Mass Insight. (2007). The turnaround challenge. Boston, MA: Author. Available athttp://www.massinsight.org/publications/turnaround/51/file/1/pubs/2010/04/15/TheTurnaroundChallenge_MainReport.pdf

We have included two excerpts from this book:

The executive summary outlines the goal for dramatic, transformative change in consistently under-performing schools. It highlights the limitations of piecemeal approaches to reform that achieve incremental results, emphasizing the need for dramatic change achieved over a compressed timeframe. The report promotes the concept of a “turnaround zone” in which schools have the authority to act, and identifies changing conditions, building capacity, and clustering for support as key elements for successful turnaround at scale.

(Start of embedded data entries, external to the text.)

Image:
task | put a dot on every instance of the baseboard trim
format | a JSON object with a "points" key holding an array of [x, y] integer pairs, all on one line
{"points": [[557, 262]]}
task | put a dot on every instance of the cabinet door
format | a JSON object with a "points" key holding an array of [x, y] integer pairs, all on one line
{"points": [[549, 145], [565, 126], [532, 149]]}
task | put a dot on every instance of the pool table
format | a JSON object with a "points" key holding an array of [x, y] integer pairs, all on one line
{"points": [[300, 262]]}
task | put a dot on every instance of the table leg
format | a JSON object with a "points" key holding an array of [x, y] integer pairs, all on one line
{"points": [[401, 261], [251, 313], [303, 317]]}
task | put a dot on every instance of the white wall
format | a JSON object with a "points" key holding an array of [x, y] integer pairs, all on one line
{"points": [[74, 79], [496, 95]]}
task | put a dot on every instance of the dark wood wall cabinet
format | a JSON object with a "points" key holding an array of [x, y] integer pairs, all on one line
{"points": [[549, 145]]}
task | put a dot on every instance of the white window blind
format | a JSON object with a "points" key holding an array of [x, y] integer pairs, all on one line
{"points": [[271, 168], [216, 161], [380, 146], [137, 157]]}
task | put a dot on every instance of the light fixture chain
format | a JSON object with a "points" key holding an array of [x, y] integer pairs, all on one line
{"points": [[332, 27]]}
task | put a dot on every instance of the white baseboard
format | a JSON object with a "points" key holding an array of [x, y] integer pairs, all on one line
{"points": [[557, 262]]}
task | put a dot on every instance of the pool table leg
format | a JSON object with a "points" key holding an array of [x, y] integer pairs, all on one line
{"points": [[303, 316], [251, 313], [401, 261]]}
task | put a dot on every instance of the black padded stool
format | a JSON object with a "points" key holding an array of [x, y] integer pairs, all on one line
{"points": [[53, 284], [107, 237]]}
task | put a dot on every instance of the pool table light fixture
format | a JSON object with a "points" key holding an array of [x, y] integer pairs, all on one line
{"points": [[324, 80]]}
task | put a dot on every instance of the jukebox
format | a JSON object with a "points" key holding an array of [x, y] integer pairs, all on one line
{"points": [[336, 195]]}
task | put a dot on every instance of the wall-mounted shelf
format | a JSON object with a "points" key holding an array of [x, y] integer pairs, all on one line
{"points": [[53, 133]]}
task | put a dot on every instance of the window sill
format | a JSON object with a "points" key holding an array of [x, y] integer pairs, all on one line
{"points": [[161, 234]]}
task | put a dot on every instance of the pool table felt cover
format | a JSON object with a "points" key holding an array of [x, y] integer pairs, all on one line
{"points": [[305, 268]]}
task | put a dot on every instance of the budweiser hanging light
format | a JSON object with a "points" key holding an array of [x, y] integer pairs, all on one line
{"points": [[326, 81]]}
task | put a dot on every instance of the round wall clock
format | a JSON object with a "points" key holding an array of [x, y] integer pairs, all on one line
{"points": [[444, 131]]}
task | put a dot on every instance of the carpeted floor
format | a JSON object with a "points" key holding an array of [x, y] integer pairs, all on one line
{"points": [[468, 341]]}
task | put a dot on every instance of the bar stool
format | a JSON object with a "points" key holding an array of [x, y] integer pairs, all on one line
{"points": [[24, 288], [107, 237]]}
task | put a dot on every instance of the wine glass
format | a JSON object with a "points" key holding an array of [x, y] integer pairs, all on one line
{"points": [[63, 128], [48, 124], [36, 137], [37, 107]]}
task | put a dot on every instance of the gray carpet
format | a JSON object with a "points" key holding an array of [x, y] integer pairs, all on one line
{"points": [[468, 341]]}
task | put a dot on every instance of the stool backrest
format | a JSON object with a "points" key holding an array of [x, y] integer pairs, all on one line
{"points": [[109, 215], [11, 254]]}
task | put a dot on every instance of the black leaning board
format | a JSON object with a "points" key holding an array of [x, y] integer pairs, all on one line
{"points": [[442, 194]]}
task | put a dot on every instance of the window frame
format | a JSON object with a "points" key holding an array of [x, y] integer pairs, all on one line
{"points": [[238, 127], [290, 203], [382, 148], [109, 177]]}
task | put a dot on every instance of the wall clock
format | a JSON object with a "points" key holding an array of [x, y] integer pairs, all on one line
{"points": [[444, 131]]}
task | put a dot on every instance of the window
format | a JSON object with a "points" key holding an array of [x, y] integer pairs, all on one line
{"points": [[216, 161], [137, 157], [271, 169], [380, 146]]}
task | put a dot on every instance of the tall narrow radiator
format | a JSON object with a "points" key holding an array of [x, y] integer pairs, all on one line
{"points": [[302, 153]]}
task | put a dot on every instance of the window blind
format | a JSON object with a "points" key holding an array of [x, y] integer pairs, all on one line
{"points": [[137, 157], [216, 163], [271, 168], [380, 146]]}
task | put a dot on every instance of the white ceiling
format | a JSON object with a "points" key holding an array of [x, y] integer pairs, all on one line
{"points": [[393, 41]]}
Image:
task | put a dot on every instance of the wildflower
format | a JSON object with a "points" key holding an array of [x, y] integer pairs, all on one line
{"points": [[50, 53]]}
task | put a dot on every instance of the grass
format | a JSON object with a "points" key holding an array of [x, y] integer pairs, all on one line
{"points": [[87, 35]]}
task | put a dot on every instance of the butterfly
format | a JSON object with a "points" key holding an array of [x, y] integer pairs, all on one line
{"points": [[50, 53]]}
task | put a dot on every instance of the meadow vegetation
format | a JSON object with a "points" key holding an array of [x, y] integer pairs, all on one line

Chapter 5 of the guide introduces a framework for state action to turn around chronically under-performing schools, incorporating the “three C’s” of conditions, capacity, and clustering for support. These approaches, along with new support structures at all levels and new commitment among leadership groups, form a framework for a statewide initiative.

**This document is considered a priority reading.